I remember learning this the first time someone republished something of mine without my permission. If it’s CC licensed, the whole point is to tell them they don’t need to seek permission each time. It’s good courtesy, I think, to inform the author, but it’s not necessary. But it’s complex. If a for-profit entity republished my CC-BY-NC article, but publishes it openly and for free, is that a commercial use? What if the space has ads on it, is that a commercial use? If I publish my blog CC-BY and a for-profit magazine regularly republishes it, am I really OK with that? Am I OK with a magazine with values opposed to my own constantly republishing my stuff without my permission? What about if they take derivatives of my writing and use it in a different context, to really make an opposing point to mine, is that acceptable to me?

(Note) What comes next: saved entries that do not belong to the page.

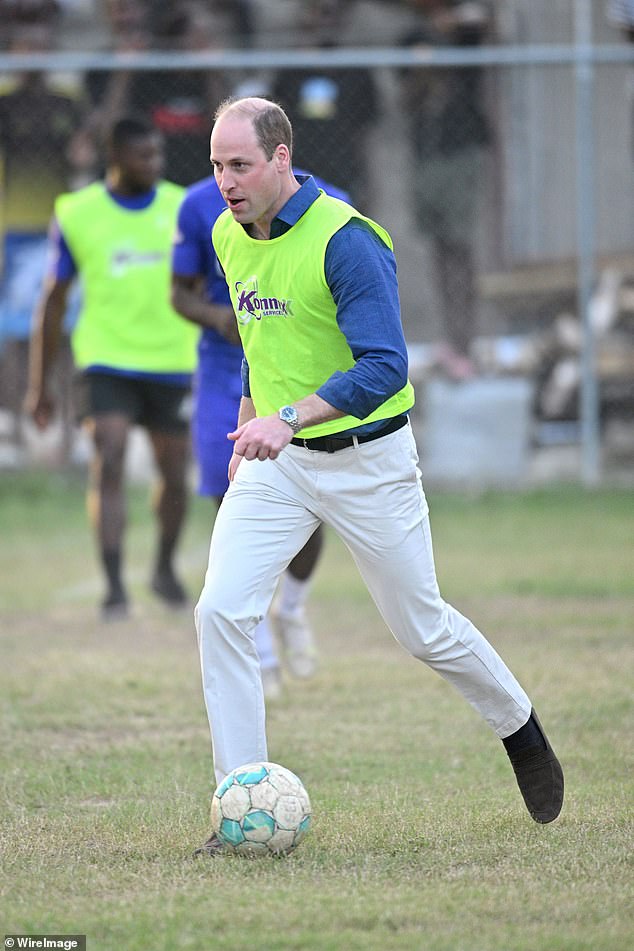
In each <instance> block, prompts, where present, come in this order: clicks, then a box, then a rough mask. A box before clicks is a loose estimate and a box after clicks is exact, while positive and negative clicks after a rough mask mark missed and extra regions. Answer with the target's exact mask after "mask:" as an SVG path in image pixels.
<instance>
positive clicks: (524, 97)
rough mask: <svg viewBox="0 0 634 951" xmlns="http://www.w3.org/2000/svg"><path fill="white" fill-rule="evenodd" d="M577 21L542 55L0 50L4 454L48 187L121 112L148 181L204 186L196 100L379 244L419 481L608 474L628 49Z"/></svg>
mask: <svg viewBox="0 0 634 951" xmlns="http://www.w3.org/2000/svg"><path fill="white" fill-rule="evenodd" d="M555 6H557V5H555ZM566 6H567V8H568V9H572V7H573V6H574V5H572V4H567V5H566ZM583 6H584V5H583V3H578V4H577V7H578V10H579V11H581V13H582V12H583ZM513 7H514V5H513V4H508V9H511V10H512V8H513ZM574 25H575V24H574V22H573V19H572V17H570V19H569V22H568V23H567V31H568V32H567V33H566V37H565V38H566V39H567V40H571V39H575V34H574V32H573V33H572V35H571V32H570V31H571V30H573V28H574ZM586 27H587V23H586ZM470 29H472V30H473V29H475V28H474V27H473V25H472V26H471V27H470ZM583 30H584V21H583V17H582V16H581V15H580V16H579V21H578V22H577V33H576V42H572V43H571V42H563V40H562V45H559V44H558V43H557V44H555V43H552V44H551V45H549V46H545V45H531V44H525V45H522V46H518V45H513V46H504V45H496V46H492V45H487V44H486V42H484V40H483V38H482V37H479V38H478V37H477V36H476V35H475V33H473V32H472V34H471V35H466V36H463V37H462V39H461V42H460V44H459V45H456V44H451V43H450V44H447V43H445V44H444V45H434V43H433V42H432V40H433V37H431V36H430V35H429V34H427V33H425V31H424V30H422V29H421V28H420V26H416V25H414V26H413V27H410V28H408V29H407V30H404V31H403V33H402V35H400V36H399V37H398V38H395V39H398V42H394V43H393V45H391V46H387V47H385V46H381V47H378V46H375V47H372V48H365V49H364V48H360V47H354V48H353V47H339V48H328V49H320V50H316V49H311V50H301V51H300V50H298V49H294V48H293V47H292V45H290V44H289V45H287V46H286V47H284V46H283V45H282V46H281V47H280V48H279V49H276V50H271V49H266V48H262V46H261V47H260V48H257V49H253V48H252V49H238V48H234V49H225V50H222V51H218V52H213V51H211V52H210V51H205V52H200V53H195V52H191V51H190V52H181V53H175V52H156V51H154V52H144V53H129V54H127V56H126V58H125V62H124V63H123V64H122V62H121V59H120V57H118V56H115V55H113V54H112V53H109V52H100V53H92V54H87V53H86V54H80V53H70V52H61V53H60V52H58V53H56V54H48V55H47V54H21V55H8V54H7V55H0V72H1V73H2V75H3V77H4V85H3V86H2V88H1V89H0V92H1V93H2V95H0V148H1V150H2V203H1V208H0V216H1V228H2V234H3V282H2V295H1V300H0V321H1V322H0V348H1V349H0V361H1V367H2V375H1V377H0V409H1V408H2V407H4V411H5V412H4V416H3V419H4V421H5V430H4V437H5V440H4V441H5V448H6V443H7V442H13V443H16V442H17V443H19V441H20V439H22V440H25V439H26V441H27V442H28V425H27V423H26V421H25V420H23V419H21V418H20V415H21V414H20V405H21V400H22V397H23V391H24V385H25V370H24V367H25V354H26V349H27V345H26V340H27V338H28V333H29V326H30V321H31V313H32V310H33V307H34V302H35V300H36V298H37V295H38V290H39V286H40V283H41V277H42V273H43V270H44V266H45V264H44V260H45V253H46V239H45V235H46V229H47V226H48V221H49V218H50V215H51V210H52V204H53V199H54V197H55V195H56V194H57V193H59V192H60V191H62V190H65V189H68V188H71V189H74V188H78V187H81V186H82V185H84V184H86V183H87V182H89V181H91V180H93V179H95V178H98V177H100V176H101V175H102V174H103V136H104V134H105V131H106V130H107V128H108V125H109V124H110V123H111V122H112V120H113V118H114V117H115V116H117V115H121V114H123V113H128V112H134V113H140V114H143V115H145V116H147V117H149V118H150V119H151V120H152V121H153V123H154V124H155V125H156V126H157V128H159V129H160V130H161V131H162V133H163V136H164V140H165V144H166V167H165V174H166V177H168V178H171V179H173V180H174V181H177V182H179V183H181V184H183V185H189V184H191V183H192V182H194V181H196V180H197V179H199V178H201V177H204V176H206V175H208V174H209V173H210V166H209V160H208V139H209V131H210V126H211V116H212V114H213V110H214V108H215V106H216V105H217V104H218V102H219V101H220V100H221V99H222V98H223V97H224V96H226V95H235V94H251V93H255V94H264V95H269V96H271V97H273V98H275V99H276V100H277V101H279V102H280V103H282V104H283V105H284V107H285V108H286V109H287V111H288V113H289V115H290V117H291V119H292V121H293V125H294V132H295V154H294V158H295V164H296V165H297V166H300V167H301V168H303V169H306V170H308V171H311V172H313V173H315V174H317V175H320V176H321V177H323V178H324V179H326V180H328V181H330V182H331V183H332V184H334V185H337V186H339V187H340V188H342V189H344V190H345V191H347V192H348V193H349V195H350V196H351V200H352V201H353V203H354V204H356V206H357V207H358V208H359V209H360V210H361V211H362V212H364V213H365V214H367V215H370V216H371V217H374V218H376V219H378V220H379V221H380V222H381V223H382V224H383V225H384V226H385V227H387V228H388V230H389V231H390V232H391V233H392V236H393V238H394V240H395V247H396V254H397V260H398V265H399V277H400V287H401V299H402V310H403V323H404V327H405V333H406V338H407V341H408V345H409V347H410V354H411V370H412V376H413V379H414V382H415V385H416V389H417V397H418V409H417V410H416V413H415V419H416V421H417V424H418V426H419V431H420V443H421V449H422V454H423V462H424V464H425V465H426V468H427V472H428V477H430V478H437V479H438V480H439V481H443V480H451V479H457V480H461V481H462V480H469V481H478V479H480V480H481V481H490V480H495V476H496V474H497V475H498V476H500V478H501V479H505V478H506V479H507V480H509V481H516V482H517V481H522V480H524V479H526V478H527V477H529V478H530V477H531V476H535V477H540V475H544V476H546V475H547V474H548V472H551V471H552V473H553V474H554V475H559V476H561V475H564V476H566V477H568V476H570V477H573V478H579V477H580V478H583V479H584V481H586V482H588V483H592V482H596V481H597V480H598V479H599V478H600V476H601V475H602V473H604V472H605V471H606V469H610V467H612V466H613V465H619V466H621V467H622V468H624V467H627V465H628V464H629V463H631V460H632V458H634V448H633V446H634V435H633V434H634V320H633V313H634V215H633V212H634V207H633V205H634V188H633V181H632V172H633V168H632V162H633V157H632V140H633V132H634V129H633V125H632V110H631V104H630V101H629V98H628V92H627V90H628V86H629V83H630V70H631V62H632V61H634V57H633V56H632V55H631V52H630V48H629V47H628V46H627V45H616V44H615V45H606V44H602V45H596V44H595V45H593V44H592V43H590V42H589V39H590V38H591V37H590V34H589V33H584V32H583ZM480 40H482V42H480ZM75 318H76V307H74V308H73V309H72V311H71V313H69V316H68V329H69V331H70V328H71V326H72V323H73V320H74V319H75ZM7 411H8V415H7ZM69 412H70V410H69ZM7 420H9V422H7ZM7 427H8V428H7ZM71 428H72V427H71ZM25 432H26V436H25ZM67 435H68V429H67ZM71 436H72V433H71ZM70 443H71V444H72V438H71V439H70ZM540 460H541V461H540ZM544 460H550V461H549V462H544ZM549 465H552V466H553V468H552V470H551V469H540V466H549ZM562 467H563V468H562Z"/></svg>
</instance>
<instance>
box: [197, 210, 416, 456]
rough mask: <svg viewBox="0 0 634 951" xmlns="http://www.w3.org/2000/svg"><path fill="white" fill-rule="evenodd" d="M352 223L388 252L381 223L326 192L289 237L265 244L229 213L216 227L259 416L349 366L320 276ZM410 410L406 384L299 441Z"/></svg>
mask: <svg viewBox="0 0 634 951" xmlns="http://www.w3.org/2000/svg"><path fill="white" fill-rule="evenodd" d="M351 218H360V219H362V220H363V221H366V222H367V223H368V224H369V225H371V227H372V228H373V229H374V230H375V231H376V233H377V234H378V235H379V237H380V238H381V240H382V241H384V242H385V244H386V245H387V246H388V247H389V248H390V249H391V248H392V240H391V238H390V236H389V234H388V233H387V231H385V230H384V229H383V228H381V226H380V225H378V224H376V222H374V221H371V220H370V219H369V218H365V217H364V216H363V215H360V214H359V213H358V212H356V211H355V209H354V208H352V207H351V206H350V205H348V204H346V203H345V202H343V201H339V199H337V198H332V197H330V196H328V195H325V194H323V193H322V194H321V195H320V196H319V198H317V199H316V200H315V201H314V202H313V204H312V205H311V206H310V208H309V209H308V210H307V211H306V212H305V214H303V215H302V217H301V218H300V219H299V221H298V222H297V224H295V225H293V227H292V228H291V229H290V230H289V231H287V232H286V233H285V234H283V235H281V236H280V237H279V238H272V239H271V240H268V241H262V240H257V239H255V238H251V237H249V235H248V234H247V233H246V231H245V230H244V228H243V227H242V225H240V224H238V223H237V222H235V221H234V219H233V217H232V215H231V212H229V211H225V212H223V213H222V214H221V215H220V216H219V218H218V219H217V221H216V224H215V226H214V229H213V243H214V248H215V250H216V254H217V255H218V259H219V261H220V263H221V265H222V267H223V269H224V272H225V275H226V277H227V282H228V284H229V290H230V293H231V301H232V303H233V308H234V311H235V313H236V317H237V320H238V325H239V330H240V337H241V338H242V345H243V347H244V352H245V356H246V358H247V362H248V364H249V385H250V389H251V398H252V399H253V402H254V405H255V410H256V413H257V415H258V416H268V415H269V414H271V413H275V412H277V410H278V409H279V408H280V406H284V405H286V404H287V403H294V402H296V401H297V400H299V399H302V398H303V397H304V396H308V395H309V394H310V393H314V392H315V391H316V390H318V389H319V387H320V386H322V384H323V383H325V382H326V380H327V379H329V377H331V376H332V375H333V373H337V372H339V373H345V371H346V370H349V369H350V368H351V367H352V366H353V365H354V362H355V361H354V357H353V355H352V351H351V350H350V347H349V346H348V343H347V341H346V338H345V336H344V335H343V333H342V332H341V331H340V329H339V327H338V325H337V308H336V305H335V302H334V300H333V298H332V294H331V293H330V290H329V288H328V285H327V283H326V277H325V273H324V262H325V256H326V248H327V245H328V242H329V241H330V238H331V237H332V236H333V234H335V233H336V232H337V231H339V229H340V228H342V227H343V226H344V224H345V223H346V222H347V221H349V220H350V219H351ZM358 266H360V267H362V266H363V262H359V264H358ZM368 320H372V314H371V313H368ZM413 404H414V389H413V387H412V385H411V383H409V382H408V383H406V385H405V386H404V387H403V388H402V389H401V390H399V391H398V393H395V394H394V396H391V397H390V398H389V399H388V400H386V401H385V403H382V404H381V406H379V407H378V408H377V409H375V410H374V412H373V413H371V414H370V415H369V416H366V417H365V419H357V418H356V417H354V416H343V417H341V418H339V419H333V420H330V421H329V422H327V423H319V424H318V425H316V426H308V427H306V428H305V429H303V430H302V436H303V437H304V438H305V439H309V438H312V437H313V436H324V435H328V434H331V433H338V432H343V431H344V430H346V429H352V428H353V427H356V426H359V425H361V424H362V423H368V422H372V421H373V420H379V419H388V418H390V417H392V416H397V415H398V414H399V413H405V412H407V410H409V409H411V407H412V406H413Z"/></svg>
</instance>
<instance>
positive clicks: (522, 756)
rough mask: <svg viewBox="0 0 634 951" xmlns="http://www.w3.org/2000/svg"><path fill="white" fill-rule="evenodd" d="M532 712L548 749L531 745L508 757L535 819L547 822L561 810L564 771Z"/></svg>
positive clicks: (541, 727)
mask: <svg viewBox="0 0 634 951" xmlns="http://www.w3.org/2000/svg"><path fill="white" fill-rule="evenodd" d="M532 716H533V719H534V721H535V723H536V724H537V726H538V728H539V731H540V733H541V735H542V736H543V738H544V742H545V744H546V749H543V748H542V747H541V746H529V747H527V748H526V749H524V750H520V751H519V752H517V753H513V754H511V755H510V756H509V759H510V760H511V766H512V767H513V771H514V772H515V778H516V779H517V785H518V786H519V787H520V792H521V794H522V796H523V797H524V802H525V803H526V808H527V809H528V811H529V812H530V814H531V816H532V817H533V819H534V820H535V822H542V823H546V822H552V821H553V819H556V818H557V816H558V815H559V813H560V812H561V807H562V805H563V801H564V773H563V770H562V768H561V765H560V763H559V760H558V759H557V757H556V756H555V753H554V751H553V748H552V746H551V745H550V743H549V742H548V737H547V736H546V734H545V733H544V729H543V727H542V725H541V723H540V722H539V720H538V719H537V714H536V713H535V711H534V710H533V711H532Z"/></svg>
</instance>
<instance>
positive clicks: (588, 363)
mask: <svg viewBox="0 0 634 951" xmlns="http://www.w3.org/2000/svg"><path fill="white" fill-rule="evenodd" d="M594 83H595V75H594V61H593V57H592V0H575V113H576V158H577V198H576V201H577V305H578V308H579V318H580V320H581V323H582V327H583V344H582V350H581V388H580V395H579V401H580V403H579V414H580V419H581V478H582V481H583V483H584V484H585V485H588V486H593V485H597V484H598V483H599V480H600V473H601V443H600V431H599V388H598V381H597V361H596V339H595V331H594V327H593V326H592V320H591V316H592V307H591V304H592V292H593V288H594V284H595V276H596V275H595V270H596V251H595V228H596V214H595V203H596V198H595V184H596V183H595V163H594V108H593V107H594Z"/></svg>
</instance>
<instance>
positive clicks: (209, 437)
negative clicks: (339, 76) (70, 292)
mask: <svg viewBox="0 0 634 951" xmlns="http://www.w3.org/2000/svg"><path fill="white" fill-rule="evenodd" d="M296 171H297V173H298V174H306V173H303V172H300V170H296ZM316 182H317V184H318V185H319V187H320V188H323V189H324V191H326V192H328V193H329V194H331V195H334V196H335V197H338V198H342V199H344V200H348V196H347V194H346V193H345V192H343V191H341V190H340V189H337V188H335V187H334V186H333V185H330V184H329V183H327V182H324V181H322V180H321V179H316ZM225 208H226V205H225V203H224V201H223V199H222V196H221V194H220V191H219V190H218V186H217V184H216V181H215V179H214V177H213V175H212V176H210V177H208V178H205V179H203V180H202V181H200V182H196V183H195V184H193V185H192V186H191V187H190V188H189V189H188V190H187V194H186V196H185V199H184V201H183V204H182V206H181V209H180V211H179V215H178V228H177V236H176V240H175V244H174V251H173V256H172V304H173V306H174V307H175V309H176V310H177V311H178V312H179V313H180V314H182V316H183V317H186V318H188V319H189V320H191V321H193V322H194V323H196V324H199V325H200V326H201V327H203V332H202V334H201V336H200V340H199V343H198V367H197V370H196V375H195V383H194V410H193V420H192V434H193V446H194V453H195V457H196V462H197V464H198V472H199V483H198V491H199V493H200V495H204V496H210V497H212V498H213V499H214V500H215V502H216V505H220V503H221V501H222V497H223V496H224V494H225V492H226V490H227V487H228V485H229V481H228V476H227V470H228V467H229V461H230V459H231V454H232V451H233V445H232V443H231V442H230V441H229V440H228V439H227V433H228V432H231V431H232V430H233V429H234V428H235V425H236V421H237V419H238V411H239V408H240V398H241V395H242V383H241V366H242V357H243V354H242V347H241V344H240V337H239V334H238V329H237V324H236V318H235V315H234V312H233V308H232V307H231V303H230V299H229V291H228V288H227V284H226V281H225V279H224V275H223V273H222V270H221V269H220V267H219V265H218V262H217V259H216V255H215V254H214V250H213V247H212V244H211V229H212V227H213V224H214V222H215V220H216V218H217V217H218V215H219V214H220V213H221V212H222V211H224V209H225ZM322 541H323V539H322V529H321V527H318V528H317V529H316V531H315V532H314V534H313V536H312V537H311V538H310V539H309V540H308V542H307V543H306V545H305V546H304V548H303V549H302V550H301V551H300V552H299V553H298V554H297V555H296V556H295V558H293V560H292V561H291V563H290V564H289V566H288V570H287V571H286V572H285V573H284V574H283V576H282V578H281V580H280V584H279V588H278V594H277V598H276V600H275V603H274V604H273V606H272V608H271V612H270V615H271V620H272V622H273V625H274V628H275V632H276V634H277V637H278V639H279V641H280V643H281V645H282V647H283V650H284V658H285V661H286V665H287V668H288V670H289V672H290V673H291V674H292V675H293V676H295V677H300V678H306V677H311V676H312V675H313V674H314V672H315V668H316V652H315V644H314V638H313V634H312V631H311V629H310V627H309V625H308V622H307V618H306V613H305V610H304V608H305V603H306V599H307V596H308V589H309V582H310V579H311V577H312V574H313V572H314V570H315V567H316V565H317V561H318V559H319V554H320V552H321V547H322ZM256 644H257V648H258V654H259V657H260V666H261V668H262V679H263V686H264V691H265V695H266V696H267V698H268V699H272V698H274V697H275V696H277V695H278V694H279V691H280V687H281V676H280V669H279V664H278V659H277V655H276V652H275V648H274V645H273V640H272V636H271V631H270V628H269V625H268V620H267V618H264V619H263V620H262V621H261V622H260V624H259V625H258V628H257V631H256Z"/></svg>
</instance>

These are not trivial questions, I think, for openness advocates to ask themselves.
On a slightly different note, but still on the topic of courtesy and permission…

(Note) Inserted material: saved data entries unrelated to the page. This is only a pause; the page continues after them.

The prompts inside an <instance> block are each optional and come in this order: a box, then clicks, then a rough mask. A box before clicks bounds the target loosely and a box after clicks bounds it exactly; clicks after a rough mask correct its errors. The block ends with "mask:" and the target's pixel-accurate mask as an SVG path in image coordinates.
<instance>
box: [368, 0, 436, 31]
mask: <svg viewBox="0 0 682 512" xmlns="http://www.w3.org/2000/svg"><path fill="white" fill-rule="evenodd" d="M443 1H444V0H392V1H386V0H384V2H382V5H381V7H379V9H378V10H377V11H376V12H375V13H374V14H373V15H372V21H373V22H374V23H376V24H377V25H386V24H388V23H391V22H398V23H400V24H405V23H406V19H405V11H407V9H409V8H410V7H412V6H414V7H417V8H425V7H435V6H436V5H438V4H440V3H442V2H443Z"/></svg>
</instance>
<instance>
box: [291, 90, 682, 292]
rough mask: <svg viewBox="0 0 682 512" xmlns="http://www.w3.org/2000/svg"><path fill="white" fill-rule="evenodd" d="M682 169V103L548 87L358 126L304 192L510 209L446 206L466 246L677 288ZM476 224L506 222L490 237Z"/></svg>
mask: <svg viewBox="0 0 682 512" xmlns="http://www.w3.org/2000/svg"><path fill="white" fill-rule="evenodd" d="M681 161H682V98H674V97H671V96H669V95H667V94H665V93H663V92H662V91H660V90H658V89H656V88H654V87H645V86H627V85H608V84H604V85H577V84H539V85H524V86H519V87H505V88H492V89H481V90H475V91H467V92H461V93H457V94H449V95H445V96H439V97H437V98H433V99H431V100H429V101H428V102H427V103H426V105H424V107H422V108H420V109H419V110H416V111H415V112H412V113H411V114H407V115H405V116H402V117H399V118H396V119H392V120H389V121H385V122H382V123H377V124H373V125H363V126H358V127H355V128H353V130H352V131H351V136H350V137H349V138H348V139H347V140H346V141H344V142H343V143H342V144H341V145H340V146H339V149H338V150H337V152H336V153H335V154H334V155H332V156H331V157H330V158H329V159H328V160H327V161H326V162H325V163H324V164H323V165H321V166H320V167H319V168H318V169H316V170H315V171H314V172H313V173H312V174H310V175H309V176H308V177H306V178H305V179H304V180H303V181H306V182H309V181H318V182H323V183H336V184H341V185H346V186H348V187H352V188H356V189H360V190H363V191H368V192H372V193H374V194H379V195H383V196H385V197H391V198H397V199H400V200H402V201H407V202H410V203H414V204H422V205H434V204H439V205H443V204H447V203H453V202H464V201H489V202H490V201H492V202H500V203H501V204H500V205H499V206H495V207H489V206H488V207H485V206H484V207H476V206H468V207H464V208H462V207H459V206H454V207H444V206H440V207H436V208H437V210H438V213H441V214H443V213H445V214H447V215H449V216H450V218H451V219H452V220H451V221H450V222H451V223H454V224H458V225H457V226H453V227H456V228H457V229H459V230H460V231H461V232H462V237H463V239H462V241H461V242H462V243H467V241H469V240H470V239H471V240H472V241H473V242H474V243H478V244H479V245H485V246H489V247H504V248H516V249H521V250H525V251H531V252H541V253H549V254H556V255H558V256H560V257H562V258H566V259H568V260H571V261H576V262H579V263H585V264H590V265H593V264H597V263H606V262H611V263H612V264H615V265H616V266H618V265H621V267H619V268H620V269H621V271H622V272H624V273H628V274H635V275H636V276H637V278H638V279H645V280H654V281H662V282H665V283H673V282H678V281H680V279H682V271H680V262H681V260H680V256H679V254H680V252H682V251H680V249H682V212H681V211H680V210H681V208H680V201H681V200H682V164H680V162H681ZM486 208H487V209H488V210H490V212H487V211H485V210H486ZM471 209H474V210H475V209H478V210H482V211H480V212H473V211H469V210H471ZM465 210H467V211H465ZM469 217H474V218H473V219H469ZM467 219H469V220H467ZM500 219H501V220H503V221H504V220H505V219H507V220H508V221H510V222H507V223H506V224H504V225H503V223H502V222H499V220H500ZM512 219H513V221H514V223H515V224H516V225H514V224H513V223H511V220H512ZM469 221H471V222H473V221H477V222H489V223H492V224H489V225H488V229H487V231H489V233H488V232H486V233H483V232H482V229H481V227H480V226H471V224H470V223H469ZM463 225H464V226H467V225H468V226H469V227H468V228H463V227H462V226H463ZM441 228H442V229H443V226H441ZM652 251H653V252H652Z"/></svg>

Today, for the first time ever, someone I had never spoken to before emailed me asking permission to annotate a blogpost of mine in a workshop, and letting me know the annotation would be private and I was welcome to join in if I had time, but that they understand if I am too busy. I have had folks annotate then tell me they did. I was happy with it. It’s refreshing that after the recent discussions on this topic that some people are taking it seriously. More than the courtesy of asking permission, I was also happy to know a blogpost of mine was getting annotated, and interested in being included in the private group. I realize that in most of academia and the world of publishing, people will not necessarily inform an author that they are holding a book club or reading group around their writing, unless they have a personal connection to the author or something. Twitter helps sometimes. But this person did not know me beforehand and they did not reach out to me via Twitter. So thanks to Timothy Clarke and Jenna Azar of Muhlenberg College for using my blogpost in their workshop, but also thank you for seeking permission, modeling that responsiveness and sensitivity.
It made me think about how the process of asking permission involved human communication and that this can be valuable when you have the time for it. Earlier today, incidentally, someone asked my permission to show my blog as part of a workshop on #DoOO they’re giving. Again, my blog is right there, it’s openly licensed. They didn’t have to seek my permission. But they did, and if nothing else, it made me happy. And I also offered to respond to participants’ questions on Twitter during the workshop. More opportunities to connect.
What do you think about the nuances of Creative Commons licenses and permissions in general? What challenges do you face?